Алан по-прежнему сидел, опустив взгляд, и ничего не говорил.
— Не переоценили ли мы Смирнова? Когда ты его привёл к нам, говорил, что он может чуть ли не всё, и что от генералов будет меньше пользы.
— Так и есть, — виноватым голосом ответил Алан. — Он творил такие дела, что волосы дыбом вставали. Его тысячу раз должны были отправить в тюрьму или застрелить бандиты, но он выбирался сухим из воды.
— Тогда почему такой провал?
— Случайность. Просто случайность. От неё нет гарантий.
— Случайность не происходит много раз подряд. Когда все доказательства по делу рассыпаются, как карточный домик, это следует называть чем-то другим. Может, всему виной нанятый Левшиным детектив? Мы его недооценивали?
— И он тоже. Волков оказался умнее, чем казалось. Намного умнее. Он удивил всех.
— И ещё… — продолжил Михаил Семёнович, — Смирнов у нас занимает место в руководстве. Он может приказывать, постоянно получает деньги. Но как он относится к нашим идеям? Или он… просто наёмник?
— Наверное, именно так. Но он хороший наёмник.
— Я тебя услышал, — кивнул Михаил Семёнович. — Молодец, что не стал врать.
Затем он начал широко улыбаться.
— Согласись, я был прав, когда говорил, что в этом маленьком никому неизвестном подвальчике подают лучшие мясные блюда во всей Москве! Просто потрясающе!
— Абсолютно с вами согласен, — закивал Алан. — Действительно, очень вкусно.
…Дверь квартиры была приоткрыта, из нее, ожидая меня, выглядывала Снежана в коротком белом халатике. Нажимать кнопку звонка мне не пришлось. Мелькнула мысль — надо было купить цветы, да и вообще хоть что-нибудь. Но потом я забыл обо всём. Девушка шутливо втащила меня в квартиру, и мы долго целовались в коридоре.

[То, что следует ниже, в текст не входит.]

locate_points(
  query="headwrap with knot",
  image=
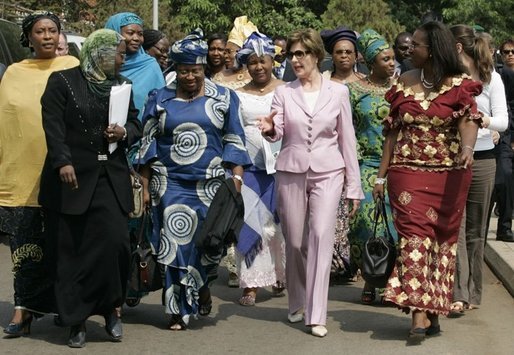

Поцелуи вдвойне приятнее, когда у девушки под халатиком нет никакой одежды.
— Устал?
— Нет… не особенно.
— Хочешь есть?
— Виноват… но я только что с ужина. Выиграно важное дело, и клиент пригласил с ним поужинать. Отказывать было некрасиво. Левшин, может, слышала эту фамилию.
— А, этот… миллиардер?
— Да. Старенький, седой. Спасли его сына от уголовного дела.
Сказал — и осёкся. Чего-то я разоткровенничался. Нехорошо.
— Я зайду в ванну на пять минут?
— Да хоть не на пять… можешь лежать в ней, сколько захочешь!
Это было бы неплохо, подумал я. Вроде никаких драк и перестрелок за сегодня, а нервов потратил много. И у прокурора, и с Викой в машине… нет, сейчас о Вике я вспоминать не буду.
Я разделся, лег в широченную ванну Снежаны и открыл кран. Ванна быстро начала наполняться водой. На столике стояли ряды каких-то пузырьков, пен для ванны и всего такого. Попробовать, что ли, ради интереса. Никогда таким не пользовался. А как вообще делается пена — наполнить ванну, затем вылить в воду жидкость? Взбалтывать или не надо, она сама появится? Загадка!
— Увидишь мужской шампунь — не пугайся, — сказала Снежана из-за двери. — Это моего бывшего. Я его сто лет уже не видела.
Спасибо, что предупредила. Да, лежит пара тюбиков. «Придайте объем», гласила на одном надпись. С пышной шевелюрой, похоже, был твой любовник. Пианист какой-нибудь или художник. С тонкой душевной организацией. Не бывший полицейский.
Я почувствовал, что внутри просыпается ревность. Ты больной на голову, сказал я себе. То, что Снежана не девственница, ты выяснил на первом свидании. И это как-то произошло, представляешь?
Я закрыл глаза и постарался ни о чём не думать. Затем услышал щелчок дверной ручки, и в ванную вошла Снежана в своём халатике.